Seasonal differences in the morphology and spine density of hippocampal neurons in wild ground squirrels.

Seasonally reproducing small mammals often undergo changes in brain anatomy throughout the year. Much of the research on this seasonal neuroplasticity has focused on changes in hippocampus volume and neurogenesis, with relatively little attention paid to neuronal morphology. Here, we test for sex, season and sex-season interaction effects on hippocampal neuron morphology and dendritic spine density in a seasonally reproducing rodent: Richardson's ground squirrel (Urocitellus richardsonii). We quantified the morphology and spine densities of Golgi-stained pyramidal neurons and granule cells in the hippocampus and tested for differences between sexes and seasons with generalized linear models. Although we found no significant sex differences or sex-season interaction effects on any of our morphological measurements, there were significant differences in neuron morphology and spine density between breeding and non-breeding seasons.
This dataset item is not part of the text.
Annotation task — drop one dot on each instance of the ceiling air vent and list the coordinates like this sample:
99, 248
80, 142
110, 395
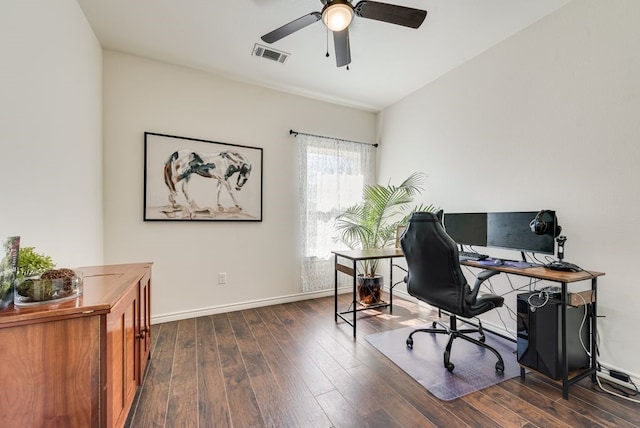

In the non-breeding season, ground squirrels had CA1 neurons with longer basal dendrites with more branches than in the breeding season. Non-breeding season animals also had higher apical and basal dendrite spine density in CA1 and CA3 neurons than breeding-season animals. Conversely, the spine densities of CA1 somata and granule cells were higher in breeding than in non-breeding season. These differences in neuron morphology and spine density between breeding and non-breeding seasons likely arise from a combination of activity levels, stress hormones, and photoperiod. Although the functional implications of seasonal changes in hippocampal neuron morphology and spine density are uncertain, our data suggest that ground squirrels may be a good model for understanding seasonal neuroplasticity in mammals.